Twój parter zaczął wywierać na Ciebie nacisk:
moniathh napisal(a):Mowil mi ostatnio ze juz nie ma pomyslow co moze zrobic i wdze ze stal sie chlodny.

a to Ci w niczym nie pomoze

jak sie z nim czujesz w lozku? powtórze za poprzednikami - ale czujesz q trakcie podniecenie? bezpieczenstwo? Wasza bliskosc sama w sobie sprawia Ci przyjemnosc?
napisał/a: ~gość 2011-11-10 13:57
Lojer napisal(a):Ale może w masturbacji jest klucz do odnalezienia sfery podatnej na rozkosz i tak zwanego punktu "G" ? Jeżeli Ty nie "zbadałaś" swojego ciała pod rzeczonym kątem, to trudno byś w związku z tym wiedziała, na co reagujesz właściwie i nakierowała partnera tak, by dostarczył Ci orgazmu...
tu się nie zgodzę - zabawy sam na sam w ogóle nie przynoszą mi efektów ani przyjemności chociażbym pół dnia spędziła nie da rady - no chyba że partner patrzy i obserwuje, wtedy dużo nie potrzebuje sama siebie nie zbadałam i nie miałam problemów będąc w związku osiągnąć orgazmy. Autorka pisała że masturbacji nie lubi więc nie sądzę żeby dało to jakiś rezultat.

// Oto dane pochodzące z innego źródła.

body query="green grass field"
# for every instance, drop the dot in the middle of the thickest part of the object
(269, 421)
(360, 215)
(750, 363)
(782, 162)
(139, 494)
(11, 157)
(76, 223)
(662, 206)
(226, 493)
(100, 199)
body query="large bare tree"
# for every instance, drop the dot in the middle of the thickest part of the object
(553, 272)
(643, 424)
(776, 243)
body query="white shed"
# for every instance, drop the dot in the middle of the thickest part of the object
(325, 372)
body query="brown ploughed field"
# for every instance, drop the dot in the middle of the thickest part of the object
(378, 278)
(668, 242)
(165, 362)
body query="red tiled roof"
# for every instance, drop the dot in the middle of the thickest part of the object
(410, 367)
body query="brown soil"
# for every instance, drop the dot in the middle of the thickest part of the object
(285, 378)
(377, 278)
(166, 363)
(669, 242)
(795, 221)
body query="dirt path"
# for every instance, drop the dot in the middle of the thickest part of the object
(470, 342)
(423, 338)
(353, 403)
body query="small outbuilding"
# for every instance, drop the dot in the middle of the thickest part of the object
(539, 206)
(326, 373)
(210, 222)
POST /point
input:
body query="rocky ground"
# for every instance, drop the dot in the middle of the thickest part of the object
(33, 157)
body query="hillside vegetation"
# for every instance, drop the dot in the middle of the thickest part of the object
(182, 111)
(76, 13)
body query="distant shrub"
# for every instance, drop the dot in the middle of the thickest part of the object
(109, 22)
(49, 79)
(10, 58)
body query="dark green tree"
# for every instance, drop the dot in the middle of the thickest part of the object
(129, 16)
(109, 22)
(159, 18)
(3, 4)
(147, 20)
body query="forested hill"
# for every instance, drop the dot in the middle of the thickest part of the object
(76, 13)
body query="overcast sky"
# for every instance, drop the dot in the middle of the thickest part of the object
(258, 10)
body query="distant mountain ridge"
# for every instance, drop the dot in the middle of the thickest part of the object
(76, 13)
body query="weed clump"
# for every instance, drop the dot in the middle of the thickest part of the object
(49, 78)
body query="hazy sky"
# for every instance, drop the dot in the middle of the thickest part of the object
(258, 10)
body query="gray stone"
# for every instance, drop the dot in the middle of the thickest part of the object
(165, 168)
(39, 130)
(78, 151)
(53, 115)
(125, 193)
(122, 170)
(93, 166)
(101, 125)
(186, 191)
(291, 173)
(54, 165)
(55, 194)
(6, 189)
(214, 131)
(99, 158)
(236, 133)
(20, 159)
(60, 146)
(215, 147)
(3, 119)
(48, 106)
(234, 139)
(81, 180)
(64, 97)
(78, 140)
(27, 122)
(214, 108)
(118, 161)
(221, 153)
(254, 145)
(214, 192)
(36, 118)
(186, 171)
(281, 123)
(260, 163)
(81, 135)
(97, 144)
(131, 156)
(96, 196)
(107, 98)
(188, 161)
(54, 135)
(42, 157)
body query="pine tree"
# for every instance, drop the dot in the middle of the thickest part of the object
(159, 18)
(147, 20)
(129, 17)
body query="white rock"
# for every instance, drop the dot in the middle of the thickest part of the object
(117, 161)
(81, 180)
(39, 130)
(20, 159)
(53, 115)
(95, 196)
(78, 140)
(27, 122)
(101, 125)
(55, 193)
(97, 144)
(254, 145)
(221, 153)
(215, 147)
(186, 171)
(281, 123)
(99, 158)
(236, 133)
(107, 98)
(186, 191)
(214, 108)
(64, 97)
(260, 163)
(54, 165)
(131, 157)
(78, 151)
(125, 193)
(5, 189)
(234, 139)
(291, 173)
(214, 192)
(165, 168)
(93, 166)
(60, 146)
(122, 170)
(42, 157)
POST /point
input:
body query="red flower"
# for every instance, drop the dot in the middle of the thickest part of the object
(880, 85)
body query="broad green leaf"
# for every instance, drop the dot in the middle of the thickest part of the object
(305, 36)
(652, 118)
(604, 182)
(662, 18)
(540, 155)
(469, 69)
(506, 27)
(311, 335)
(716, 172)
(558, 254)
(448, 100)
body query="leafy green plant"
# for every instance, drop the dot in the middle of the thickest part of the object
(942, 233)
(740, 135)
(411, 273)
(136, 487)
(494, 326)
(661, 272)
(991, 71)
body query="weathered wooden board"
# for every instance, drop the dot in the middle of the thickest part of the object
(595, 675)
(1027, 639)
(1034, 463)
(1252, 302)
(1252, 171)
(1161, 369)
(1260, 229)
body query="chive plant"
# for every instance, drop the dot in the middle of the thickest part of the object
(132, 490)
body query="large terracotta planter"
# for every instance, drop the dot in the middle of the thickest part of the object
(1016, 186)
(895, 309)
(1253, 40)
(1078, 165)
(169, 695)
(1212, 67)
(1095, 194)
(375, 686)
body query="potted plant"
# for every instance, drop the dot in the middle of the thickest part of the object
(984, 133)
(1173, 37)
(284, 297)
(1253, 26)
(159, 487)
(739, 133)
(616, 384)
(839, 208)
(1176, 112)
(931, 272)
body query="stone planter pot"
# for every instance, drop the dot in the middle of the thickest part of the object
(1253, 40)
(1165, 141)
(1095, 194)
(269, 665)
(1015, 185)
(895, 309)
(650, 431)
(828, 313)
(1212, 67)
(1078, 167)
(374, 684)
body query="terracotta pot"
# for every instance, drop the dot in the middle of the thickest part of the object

ice_queen napisal(a):Twój parter zaczął wywierać na Ciebie nacisk:
to jest według Ciebie nacisk? biorąc pod uwagę Twoje życie prywatne a wypowiedzi na forum ciężko mi w ogóle pojąć niektóre rzeczy. Co do wpisu pewnie czuje się gorzej(tym bardziej że na prawdę się starał) że nie może zaspokoić swojej partnerki ale czy ona mówiła mu np że i tak jest jej dobrze, nie każdej kobiecie jest to dane, żeby się nie przejmował bo i bez tego jest wspaniale itp? nic nie napisała o tym jak z nim o tym rozmawia i jakie ona ma do tego podejście.
Izaczek
napisał/a: Izaczek 2011-11-10 14:11
Isabel napisal(a):nic nie napisała o tym jak z nim o tym rozmawia i jakie ona ma do tego podejście.
to poczekamy, aż napisze :)

Isabel napisal(a):to jest według Ciebie nacisk?
jeśli partner robi się chlodny, bo wydaje mu sie, ze nie zaspokaja partnerki ze swojej winy, to jest to dla mnie pewna forma nacisku - niewerbalnego i sygnał, ze coś jest bardzo nie halo..
napisał/a: ~gość 2011-11-10 14:26
ice_queen napisal(a):jeśli partner robi się chlodny, bo wydaje mu sie, ze nie zaspokaja partnerki ze swojej winy, to jest to dla mnie pewna forma nacisku - niewerbalnego i sygnał, ze coś jest bardzo nie halo..
a o to Ci chodzi no nie użyłabym słowa nacisku a właśnie sygnał. Facet ma prawo się oziębić to już partnerka powinna zareagować chociażby prostą rozmową czy zaoferowaniem jakiś fajnych "zabaw", które pokażą mu że orgazm aż tak ważny nie jest i bez niego jest równie dobrze(no chyba że dla niej jest bardzo ważny to już by była inna dyskusja).